If the defendant was drunk on Budweiser then the plaintiff could sue Budweiser and get venue in Saint Louis and get a better jury panel.
It sounds like there is an American Indian tribe involved here. I was not familiar with the Blackhawk Tribe before reading the article. Generally Indians do not handle alcohol well. I am part Osage and it is easy for me to get drunk. At trial I would choose the jury carefully and inquire as to whether any members of the panel have roots in the Blackhawk tribe. Or if the jurors have animosity to the Blackhawk tribe. Since the defendant here was a Blackhawk “fan” it would make sense to get jurors who are not Blackhawk “fans”. I would want Blues fans on the jury panel. The plaintiff ought to remove this case to a court in Saint Louis. He will get justice there.
If security was repeatedly notified that this guy was out-of-control and yet failed eject him, and the victim subsequently underwent neck surgery (I get the chills just thinking about that), then I believe liability is clear. I too am surprised this case wasn’t settled. As a juror, I could very well award the victim far more than he asks for in his complaint.

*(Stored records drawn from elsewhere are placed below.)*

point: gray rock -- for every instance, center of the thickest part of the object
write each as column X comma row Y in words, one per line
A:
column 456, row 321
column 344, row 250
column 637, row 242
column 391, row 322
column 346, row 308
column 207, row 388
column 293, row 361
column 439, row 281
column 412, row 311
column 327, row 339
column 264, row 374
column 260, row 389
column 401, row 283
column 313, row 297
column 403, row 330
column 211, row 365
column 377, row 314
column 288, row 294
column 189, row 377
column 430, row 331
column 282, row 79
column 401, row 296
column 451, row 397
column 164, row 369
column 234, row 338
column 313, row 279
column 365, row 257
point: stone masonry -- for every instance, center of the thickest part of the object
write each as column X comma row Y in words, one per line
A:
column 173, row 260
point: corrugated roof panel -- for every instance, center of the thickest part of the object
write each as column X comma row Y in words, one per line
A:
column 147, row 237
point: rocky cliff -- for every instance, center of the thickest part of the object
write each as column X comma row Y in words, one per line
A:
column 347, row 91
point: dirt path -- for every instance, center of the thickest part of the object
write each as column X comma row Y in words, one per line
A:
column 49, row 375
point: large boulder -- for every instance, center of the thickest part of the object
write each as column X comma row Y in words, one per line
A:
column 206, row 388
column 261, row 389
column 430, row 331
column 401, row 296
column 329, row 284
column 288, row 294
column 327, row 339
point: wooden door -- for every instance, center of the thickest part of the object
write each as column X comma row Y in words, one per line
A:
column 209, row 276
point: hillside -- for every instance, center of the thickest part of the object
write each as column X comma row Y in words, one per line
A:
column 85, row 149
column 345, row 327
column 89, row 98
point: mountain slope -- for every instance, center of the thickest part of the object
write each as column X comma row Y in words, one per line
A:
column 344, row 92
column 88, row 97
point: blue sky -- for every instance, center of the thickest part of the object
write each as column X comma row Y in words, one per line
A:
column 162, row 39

Chinggis say that if case go to trial defendant should get trial by jury of their beers.
Sale of beer at these establishments, not to these establishments.
Is there any proof that he was actually sold any additional alcoholic beverages once he was on the premises? As you mentioned, there is some indication that he may have already been intoxicated at the time that he arrived at the stadium. Even if he did consume an alcoholic beverage or beverages at the game, itself, does that necessarily mean that he was “served” the drink? What if a friend, completely sober, stood in line at the concession stand–which often occurs–and purchased the beer, which he then proceeded to pass off to the drunken fool for the drunken fool’s consumption? Correct me if I am mistaken, but this particular type of large and extremely loud venue seems to present unique problems with regard to claiming that merchants sold alcohol to obviously inebriated individuals, as the sober friends or acquaintances may, in fact, have been the ones who were actually involved in those purchases. The drunken fool may have been nowhere in sight during said transactions.

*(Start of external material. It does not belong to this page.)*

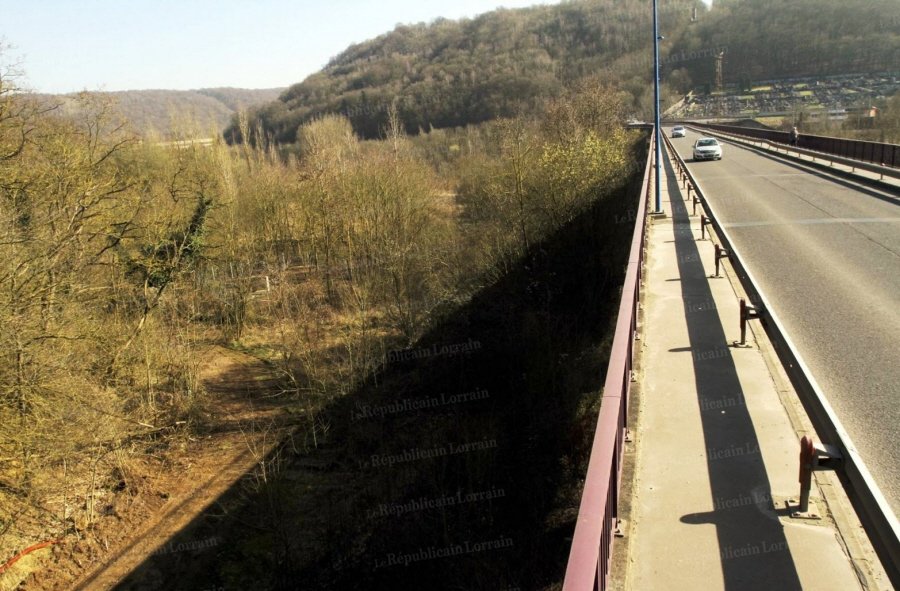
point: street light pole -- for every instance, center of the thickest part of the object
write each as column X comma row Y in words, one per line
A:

These events should be alcohol-free zones. Period. There is no way to control the distribution of alcohol in these types of large venues, which differ greatly from small, cozy bar, settings. No way to control continuing to sell obviously inebriated individuals more alcohol and no method to avoid selling underage kids drinks. Not to mention, once these games are completed, these liquored-up idiots then proceed to get behind the wheel of a car, now placing the travelling public in grave danger. These problems are not, obviously, merely confined to within the walls of the offending arenas. Nothing will change however, until and unless enough people are hurt or killed as the result of selling massive quantities of alcohol at these unruly events. The amount of money, involved in these lawsuits, is chump change when compared to the revenue brought in by the sale of beer to these establishments. As long as that’s the case, nothing will change. A risk that these stadiums are willing to take–a few lives, here or there, a few broken necks, here or there. No worries. The money’s good.

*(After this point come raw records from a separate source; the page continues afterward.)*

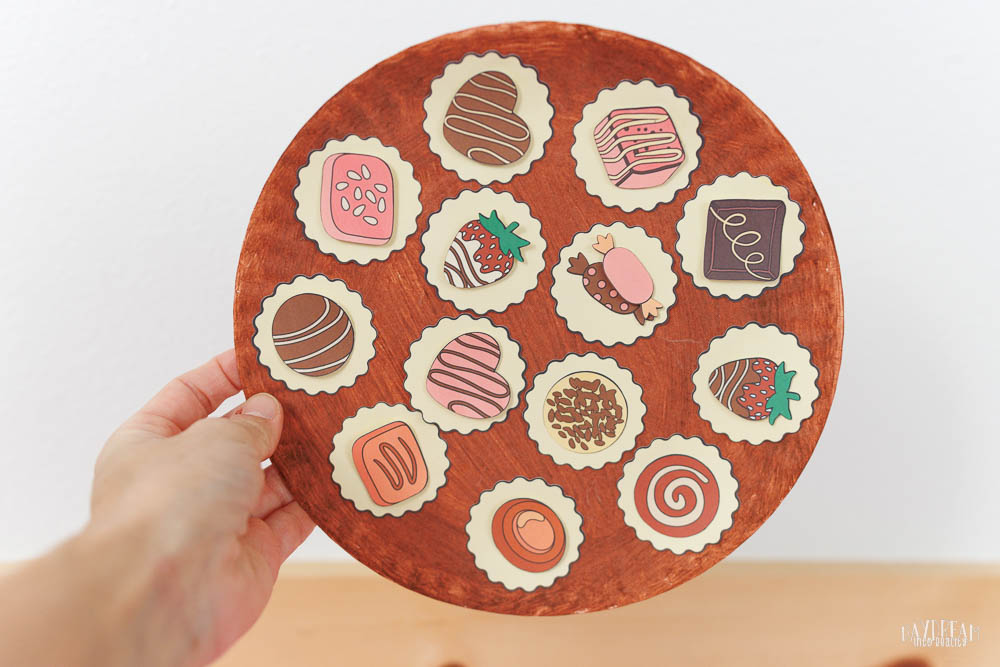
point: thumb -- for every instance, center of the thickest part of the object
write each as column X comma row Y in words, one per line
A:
column 261, row 418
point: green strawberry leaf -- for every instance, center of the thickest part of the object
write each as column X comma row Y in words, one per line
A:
column 779, row 403
column 510, row 243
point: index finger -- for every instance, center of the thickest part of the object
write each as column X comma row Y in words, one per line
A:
column 189, row 397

The fan isn’t being sued because he’s not the one with the “deep pockets” here!
Although there will forever be ways to circumvent any system, it is also fairly easy in this day & age from a technical standpoint to track or limit how much alcohol is sold to each seat & even changing that limit based on M/F – age & time or other factors that would be a good faith attempt at least to pace or limit the intoxication level.
Of course I think perhaps the reason they don’t is that any attempt to do anything at all may assume fractional and thus as the deepest pocket total liability.